Когда мы садились в карету, я услышала, как мистер Холбрук обещал, что скоро навестит своих гостий, чтобы узнать, хорошо ли они доехали, и это, по-видимому, обрадовало и взволновало мисс Мэтти. Но когда старый дом скрылся за деревьями, чувства, которые внушал ей его хозяин, были заслонены тягостными опасениями – вдруг Марта нарушила слово и, воспользовавшись отсутствием хозяйки, пригласила к себе «дружка». Когда Марта вышла встретить нас, вид у нее был достаточно добродетельный, надежный и спокойный, но она всегда тревожилась за мисс Мэтти и в этот вечер приветствовала ее следующей малоуместной речью:
– Господи, сударыня, как же это вы вечером да в такой тонкой шали! Она ведь греет не больше муслина. В вашем возрасте, сударыня, надобно беречься.

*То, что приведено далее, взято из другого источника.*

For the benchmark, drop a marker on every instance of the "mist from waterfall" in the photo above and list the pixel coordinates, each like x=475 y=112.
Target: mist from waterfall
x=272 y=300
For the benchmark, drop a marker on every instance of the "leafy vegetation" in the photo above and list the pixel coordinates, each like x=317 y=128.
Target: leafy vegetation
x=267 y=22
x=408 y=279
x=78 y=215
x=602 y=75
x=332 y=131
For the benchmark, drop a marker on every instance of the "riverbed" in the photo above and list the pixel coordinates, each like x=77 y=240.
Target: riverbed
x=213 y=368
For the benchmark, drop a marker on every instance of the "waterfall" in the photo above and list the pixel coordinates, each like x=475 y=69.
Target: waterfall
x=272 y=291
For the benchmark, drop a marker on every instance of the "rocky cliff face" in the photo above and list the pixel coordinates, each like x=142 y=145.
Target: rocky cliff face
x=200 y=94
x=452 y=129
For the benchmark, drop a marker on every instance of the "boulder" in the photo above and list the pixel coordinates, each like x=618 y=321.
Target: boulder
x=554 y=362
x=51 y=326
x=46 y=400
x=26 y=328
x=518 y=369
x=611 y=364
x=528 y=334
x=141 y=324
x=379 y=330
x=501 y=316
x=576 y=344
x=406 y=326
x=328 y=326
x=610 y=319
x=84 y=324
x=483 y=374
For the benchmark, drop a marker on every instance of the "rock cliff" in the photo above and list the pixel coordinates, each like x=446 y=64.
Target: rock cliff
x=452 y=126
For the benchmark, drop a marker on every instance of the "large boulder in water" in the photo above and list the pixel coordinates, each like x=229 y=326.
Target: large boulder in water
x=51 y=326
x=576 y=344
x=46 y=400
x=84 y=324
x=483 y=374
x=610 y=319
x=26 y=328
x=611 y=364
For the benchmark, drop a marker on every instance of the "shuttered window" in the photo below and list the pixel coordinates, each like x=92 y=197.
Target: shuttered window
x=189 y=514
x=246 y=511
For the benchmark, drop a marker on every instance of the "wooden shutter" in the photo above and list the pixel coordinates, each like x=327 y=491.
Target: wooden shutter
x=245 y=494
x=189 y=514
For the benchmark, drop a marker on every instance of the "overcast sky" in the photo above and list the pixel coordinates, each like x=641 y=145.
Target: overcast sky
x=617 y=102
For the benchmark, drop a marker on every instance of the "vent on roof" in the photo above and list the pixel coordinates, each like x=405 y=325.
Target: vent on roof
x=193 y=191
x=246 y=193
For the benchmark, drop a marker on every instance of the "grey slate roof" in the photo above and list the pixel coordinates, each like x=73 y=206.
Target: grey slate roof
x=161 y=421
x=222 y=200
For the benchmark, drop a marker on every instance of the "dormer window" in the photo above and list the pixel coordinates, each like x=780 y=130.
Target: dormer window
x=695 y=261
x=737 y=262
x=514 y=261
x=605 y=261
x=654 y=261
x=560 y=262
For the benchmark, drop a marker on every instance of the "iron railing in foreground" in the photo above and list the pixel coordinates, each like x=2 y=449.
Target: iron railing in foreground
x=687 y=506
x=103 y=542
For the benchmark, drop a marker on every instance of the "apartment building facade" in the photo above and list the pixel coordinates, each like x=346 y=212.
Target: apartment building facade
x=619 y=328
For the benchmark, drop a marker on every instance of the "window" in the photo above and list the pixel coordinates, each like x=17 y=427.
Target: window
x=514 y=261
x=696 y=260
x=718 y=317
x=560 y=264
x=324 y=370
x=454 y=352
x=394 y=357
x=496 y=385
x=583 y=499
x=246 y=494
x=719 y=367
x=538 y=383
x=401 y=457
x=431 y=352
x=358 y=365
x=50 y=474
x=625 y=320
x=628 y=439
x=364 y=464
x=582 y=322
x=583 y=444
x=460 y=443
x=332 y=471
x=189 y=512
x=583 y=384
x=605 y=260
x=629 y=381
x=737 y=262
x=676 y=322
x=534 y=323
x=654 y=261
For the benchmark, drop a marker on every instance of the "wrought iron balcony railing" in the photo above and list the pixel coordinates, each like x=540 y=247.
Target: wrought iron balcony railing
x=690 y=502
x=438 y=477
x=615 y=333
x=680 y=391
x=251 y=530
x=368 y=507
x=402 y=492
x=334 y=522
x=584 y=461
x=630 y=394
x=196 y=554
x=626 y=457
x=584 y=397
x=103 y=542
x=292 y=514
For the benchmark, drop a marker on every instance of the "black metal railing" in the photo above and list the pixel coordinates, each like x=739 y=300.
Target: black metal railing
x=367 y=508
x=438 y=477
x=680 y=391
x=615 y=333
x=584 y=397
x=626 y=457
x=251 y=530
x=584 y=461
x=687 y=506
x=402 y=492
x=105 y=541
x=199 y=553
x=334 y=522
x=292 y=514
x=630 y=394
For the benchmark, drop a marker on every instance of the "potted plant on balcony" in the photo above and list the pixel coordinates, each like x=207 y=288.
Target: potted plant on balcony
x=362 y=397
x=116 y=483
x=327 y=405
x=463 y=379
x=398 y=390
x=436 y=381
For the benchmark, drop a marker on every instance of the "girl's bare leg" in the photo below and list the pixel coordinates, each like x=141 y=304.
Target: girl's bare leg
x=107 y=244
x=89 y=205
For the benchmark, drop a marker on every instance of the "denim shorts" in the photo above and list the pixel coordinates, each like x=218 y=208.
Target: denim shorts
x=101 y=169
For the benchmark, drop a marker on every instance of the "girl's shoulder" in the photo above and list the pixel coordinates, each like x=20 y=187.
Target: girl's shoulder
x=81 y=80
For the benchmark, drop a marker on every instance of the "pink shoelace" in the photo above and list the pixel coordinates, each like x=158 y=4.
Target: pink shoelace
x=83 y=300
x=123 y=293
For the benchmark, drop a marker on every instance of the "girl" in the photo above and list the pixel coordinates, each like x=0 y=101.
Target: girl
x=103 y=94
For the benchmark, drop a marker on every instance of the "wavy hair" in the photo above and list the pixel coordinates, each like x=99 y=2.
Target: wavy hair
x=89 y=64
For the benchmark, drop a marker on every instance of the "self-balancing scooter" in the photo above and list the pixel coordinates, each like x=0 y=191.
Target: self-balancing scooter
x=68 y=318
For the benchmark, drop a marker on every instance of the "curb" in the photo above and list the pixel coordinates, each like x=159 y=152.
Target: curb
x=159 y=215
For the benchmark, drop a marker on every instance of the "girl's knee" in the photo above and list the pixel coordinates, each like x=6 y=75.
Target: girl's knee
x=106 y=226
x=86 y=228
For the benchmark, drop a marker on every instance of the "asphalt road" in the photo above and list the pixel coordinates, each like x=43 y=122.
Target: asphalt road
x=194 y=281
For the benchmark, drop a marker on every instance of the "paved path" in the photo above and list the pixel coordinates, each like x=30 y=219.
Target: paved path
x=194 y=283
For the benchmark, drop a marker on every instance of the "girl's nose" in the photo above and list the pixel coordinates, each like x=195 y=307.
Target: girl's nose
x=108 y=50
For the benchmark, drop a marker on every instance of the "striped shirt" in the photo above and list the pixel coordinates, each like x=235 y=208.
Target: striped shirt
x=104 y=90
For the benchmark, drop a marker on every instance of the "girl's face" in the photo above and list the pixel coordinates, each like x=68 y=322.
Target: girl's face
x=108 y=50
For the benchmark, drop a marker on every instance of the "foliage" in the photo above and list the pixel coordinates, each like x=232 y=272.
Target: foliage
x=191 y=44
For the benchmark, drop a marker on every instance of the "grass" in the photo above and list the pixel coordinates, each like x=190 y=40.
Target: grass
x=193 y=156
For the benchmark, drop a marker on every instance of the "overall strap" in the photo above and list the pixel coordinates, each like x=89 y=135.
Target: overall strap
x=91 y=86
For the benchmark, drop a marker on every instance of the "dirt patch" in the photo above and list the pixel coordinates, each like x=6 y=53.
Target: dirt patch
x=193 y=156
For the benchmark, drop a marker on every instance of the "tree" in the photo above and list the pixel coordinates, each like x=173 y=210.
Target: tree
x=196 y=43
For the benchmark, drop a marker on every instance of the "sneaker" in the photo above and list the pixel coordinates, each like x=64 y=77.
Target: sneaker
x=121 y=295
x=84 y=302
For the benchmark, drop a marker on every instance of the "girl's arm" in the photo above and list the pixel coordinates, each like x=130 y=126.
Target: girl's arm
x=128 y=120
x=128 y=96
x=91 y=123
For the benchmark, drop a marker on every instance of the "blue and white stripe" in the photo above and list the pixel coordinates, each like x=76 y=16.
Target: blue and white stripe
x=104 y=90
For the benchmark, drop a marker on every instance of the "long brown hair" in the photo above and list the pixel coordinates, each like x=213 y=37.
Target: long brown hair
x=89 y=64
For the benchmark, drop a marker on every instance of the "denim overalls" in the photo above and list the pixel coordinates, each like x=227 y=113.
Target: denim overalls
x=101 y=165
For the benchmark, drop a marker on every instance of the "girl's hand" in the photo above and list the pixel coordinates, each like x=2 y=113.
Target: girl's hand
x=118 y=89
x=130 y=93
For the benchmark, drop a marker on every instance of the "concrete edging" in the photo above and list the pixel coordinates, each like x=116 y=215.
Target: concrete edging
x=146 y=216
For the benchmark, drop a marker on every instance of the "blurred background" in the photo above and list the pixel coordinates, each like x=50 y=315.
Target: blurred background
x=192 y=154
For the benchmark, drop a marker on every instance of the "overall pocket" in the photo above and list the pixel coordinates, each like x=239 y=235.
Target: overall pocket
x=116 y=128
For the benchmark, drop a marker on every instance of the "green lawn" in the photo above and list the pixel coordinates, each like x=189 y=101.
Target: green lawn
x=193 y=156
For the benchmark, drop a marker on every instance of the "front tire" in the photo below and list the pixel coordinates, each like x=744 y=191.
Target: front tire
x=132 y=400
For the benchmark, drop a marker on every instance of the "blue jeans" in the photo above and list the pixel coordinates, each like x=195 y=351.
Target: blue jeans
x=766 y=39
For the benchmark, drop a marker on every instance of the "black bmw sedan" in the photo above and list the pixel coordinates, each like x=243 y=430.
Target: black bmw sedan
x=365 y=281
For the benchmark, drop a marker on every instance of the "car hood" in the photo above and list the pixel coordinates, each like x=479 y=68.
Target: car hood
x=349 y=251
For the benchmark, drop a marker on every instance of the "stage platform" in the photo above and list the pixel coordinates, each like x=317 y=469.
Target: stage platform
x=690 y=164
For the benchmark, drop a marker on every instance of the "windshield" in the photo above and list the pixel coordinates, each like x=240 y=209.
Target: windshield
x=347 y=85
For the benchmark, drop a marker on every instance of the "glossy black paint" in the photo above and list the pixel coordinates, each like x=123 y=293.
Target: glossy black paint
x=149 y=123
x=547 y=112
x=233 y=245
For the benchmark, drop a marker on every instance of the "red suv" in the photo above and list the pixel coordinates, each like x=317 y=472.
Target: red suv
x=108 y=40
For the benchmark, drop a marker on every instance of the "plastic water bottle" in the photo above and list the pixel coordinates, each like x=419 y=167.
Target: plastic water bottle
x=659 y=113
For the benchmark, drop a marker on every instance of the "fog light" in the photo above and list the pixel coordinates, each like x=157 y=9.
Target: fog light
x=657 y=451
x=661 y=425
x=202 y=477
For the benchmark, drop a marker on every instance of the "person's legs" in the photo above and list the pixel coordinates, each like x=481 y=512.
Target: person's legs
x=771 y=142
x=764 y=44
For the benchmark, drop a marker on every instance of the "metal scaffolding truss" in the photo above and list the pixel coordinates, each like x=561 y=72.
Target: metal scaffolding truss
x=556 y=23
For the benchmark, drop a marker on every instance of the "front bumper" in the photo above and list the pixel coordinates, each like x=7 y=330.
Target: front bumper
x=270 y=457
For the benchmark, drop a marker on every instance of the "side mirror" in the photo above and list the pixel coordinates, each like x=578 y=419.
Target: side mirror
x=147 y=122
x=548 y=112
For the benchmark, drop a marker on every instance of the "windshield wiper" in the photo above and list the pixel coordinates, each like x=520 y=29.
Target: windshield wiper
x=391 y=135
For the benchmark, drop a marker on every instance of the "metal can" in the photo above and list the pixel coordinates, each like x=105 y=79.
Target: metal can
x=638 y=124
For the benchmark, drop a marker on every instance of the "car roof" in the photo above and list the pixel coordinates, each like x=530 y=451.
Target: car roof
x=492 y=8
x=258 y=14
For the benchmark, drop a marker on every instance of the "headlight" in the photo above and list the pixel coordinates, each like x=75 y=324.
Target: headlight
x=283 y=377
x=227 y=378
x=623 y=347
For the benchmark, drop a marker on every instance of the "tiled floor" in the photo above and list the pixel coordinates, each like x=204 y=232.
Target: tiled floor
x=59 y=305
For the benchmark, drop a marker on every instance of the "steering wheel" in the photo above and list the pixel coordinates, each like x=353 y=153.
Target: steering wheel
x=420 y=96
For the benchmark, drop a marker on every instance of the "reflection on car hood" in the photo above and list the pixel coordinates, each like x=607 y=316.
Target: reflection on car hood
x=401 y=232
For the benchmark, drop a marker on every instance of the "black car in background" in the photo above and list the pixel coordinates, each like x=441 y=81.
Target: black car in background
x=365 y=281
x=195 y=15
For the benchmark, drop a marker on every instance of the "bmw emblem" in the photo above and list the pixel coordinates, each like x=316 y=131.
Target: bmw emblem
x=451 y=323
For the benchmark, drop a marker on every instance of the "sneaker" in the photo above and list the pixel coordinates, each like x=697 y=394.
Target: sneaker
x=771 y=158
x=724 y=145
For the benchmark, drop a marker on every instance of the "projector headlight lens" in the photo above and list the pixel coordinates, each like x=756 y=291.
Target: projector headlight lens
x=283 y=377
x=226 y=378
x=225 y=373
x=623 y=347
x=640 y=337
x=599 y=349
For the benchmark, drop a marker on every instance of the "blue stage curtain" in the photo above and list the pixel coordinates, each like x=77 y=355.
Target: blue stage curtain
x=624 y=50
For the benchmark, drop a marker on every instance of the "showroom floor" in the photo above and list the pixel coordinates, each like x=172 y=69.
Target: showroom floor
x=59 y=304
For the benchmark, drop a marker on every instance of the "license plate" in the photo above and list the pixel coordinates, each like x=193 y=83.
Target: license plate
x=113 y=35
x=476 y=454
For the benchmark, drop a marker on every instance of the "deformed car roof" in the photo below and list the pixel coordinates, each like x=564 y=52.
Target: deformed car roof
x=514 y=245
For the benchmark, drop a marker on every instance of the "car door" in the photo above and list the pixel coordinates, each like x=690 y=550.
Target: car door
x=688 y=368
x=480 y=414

– В моем возрасте! – повторила мисс Мэтти тоном, который для нее был почти сердитым, так как она всегда говорила очень мягко. – В моем возрасте! Да сколько, по-вашему, мне лет, если вы упоминаете про мой возраст?
– Да что же, сударыня, я бы сказала, что вам под шестьдесят, только ведь люди иной раз выглядят старше, чем есть, а я же ничего дурного не думала.
– Марта, мне еще не исполнилось и пятидесяти двух, – торжественно произнесла мисс Мэтти. Возможно, последний день живо напомнил ей юность, и мысль о том, что это золотое время уже так далеко в прошлом, показалась ей особенно горькой.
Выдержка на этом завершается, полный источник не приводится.